In gathering assessment information on young children like Luke, it is important to keep in mind the following principles of assessment:
- Use multiple sources of information (parents, teachers, therapists).
- Use multiple methods of gathering information (direct observation, family interviews, rating scales, anecdotal records, work sampling, portfolio assessments, standardized assessments).
- Consider the child’s performance in different contexts and situations (at home, at school, alone or with peers).
- Gather assessment information over multiple points of time (before, during, and after an intervention has been implemented).
- Determine if the practice or intervention was implemented in the way it was intended.
- Involve the entire team (family, teacher, therapists) in planning, conducting, and interpreting assessment results.
- Use assessment results to modify interventions if needed.
Determine if the intervention was implemented
The team should consider first whether the embedded interventions to support Luke’s participation actually were implemented as planned. To see how Luke’s family recorded the embedded interventions they used, view the Handout 1.13: Home Child Activity Matrix with Assessment Notes. The team will need to record similar information on the classroom activity matrix.
Determine if the intervention was effective
In addition, the team will need to gather information to help them know if Luke has acquired the learning goals that they have determined for him. What behaviors or skills will show that Luke has achieved these goals? How much information should be gathered and by whom? What specific assessment tools or methods (observations, checklists, and parent interviews) will be used to evaluate Luke’s performance?
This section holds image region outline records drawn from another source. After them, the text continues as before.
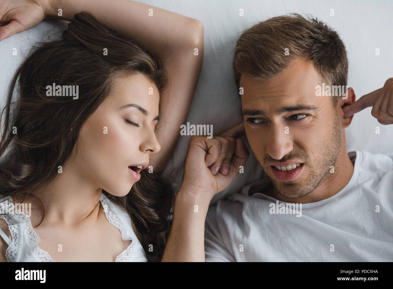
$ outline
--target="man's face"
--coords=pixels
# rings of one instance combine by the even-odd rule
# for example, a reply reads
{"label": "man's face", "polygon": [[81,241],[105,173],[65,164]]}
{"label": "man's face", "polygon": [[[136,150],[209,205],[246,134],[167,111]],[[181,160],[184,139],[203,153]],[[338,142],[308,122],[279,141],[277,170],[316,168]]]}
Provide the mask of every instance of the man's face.
{"label": "man's face", "polygon": [[341,124],[331,97],[315,95],[322,82],[312,63],[300,59],[269,80],[241,79],[251,149],[286,198],[305,196],[327,181],[342,149]]}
Assessment methods should be designed in conjunction with the learning goals and documented in the IEP. To see one example of how Luke’s team plans to gather information as part of an assessment plan, view the Handout 1.14: Observation Form they created to address his communication goal.
Summarize and use assessment results
Once assessments have been conducted, a key task will be to compile and summarize the information. A helpful method for compiling assessment information is to develop a portfolio—a collection of products, records, or other sources of evidence of a child’s learning over time. After that, the team should meet to consider all of the assessment results as evidence of whether or not Luke has met his learning goals. The team should consider whether all of the necessary assessment information has been gathered or whether additional information is needed. They also need to consider the assessment results in relation to their expectations for Luke and make any needed adjustments. Teachers and therapists should strive to share assessment information with families in a way that is both timely and sensitive and involve families throughout the assessment process*.